Lesson: Python 3.11 does not allow backslashes inside f-string {} expressions. Extract to a variable or use string concatenation instead. (Python 3.12+ relaxes this restriction.)
Mistake 11: Mock test data precision — threshold boundary failures
What happened: test_risk_on_regime failed because mock risk-on data scored only 2 (needed ≥3). Two signals were inadvertently near-threshold:
- Flat VIX series → VIX trend signal = 0 (SMA5 == SMA20)
_trending_series(80, 85, 250)HYG → 21-day change was 0.499%, just under 0.5% threshold → credit spread = 0
Fix: Made mock data obviously far from thresholds: _trending_series(30, 12, n) for VIX (clearly falling), _trending_series(75, 90, n) for HYG (clearly improving).
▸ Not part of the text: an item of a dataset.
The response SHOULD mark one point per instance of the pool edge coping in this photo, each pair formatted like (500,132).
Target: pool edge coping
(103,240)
Lesson: When writing signal/threshold tests, make mock data unmistakably one-sided. Near-threshold values cause brittle tests. The mock should test the regime, not the exact threshold boundary.
Mistake 12: Remote naming — "origin" is the fork, not the upstream
What happened: Confusion about which remote is the "fork" vs "origin". The user said "you pushed to origin, not the fork" — but there is only one remote configured, and it points to aguzererler/TradingAgents which IS the fork.
Setup:
origin → http://127.0.0.1:46699/git/aguzererler/TradingAgents ← this IS the fork
There is no separate upstream remote for the original/parent repo.
Lesson: In this project, origin = the user's fork (aguzererler/TradingAgents). Always push development branches to origin. If an upstream remote is ever added, never push feature branches to it — only fetch from it.
Mistake 9: Removed top-level llm_provider but code still references it
What happened: Removed llm_provider from default_config.py (since we have per-tier providers). But scanner_graph.py line 78 does self.config.get(f"{tier}_llm_provider") or self.config["llm_provider"] — would crash if per-tier provider is ever None.
Status: Works currently because per-tier providers are always set. But it's a latent bug.
TODO: Add a safe fallback or remove the dead code path.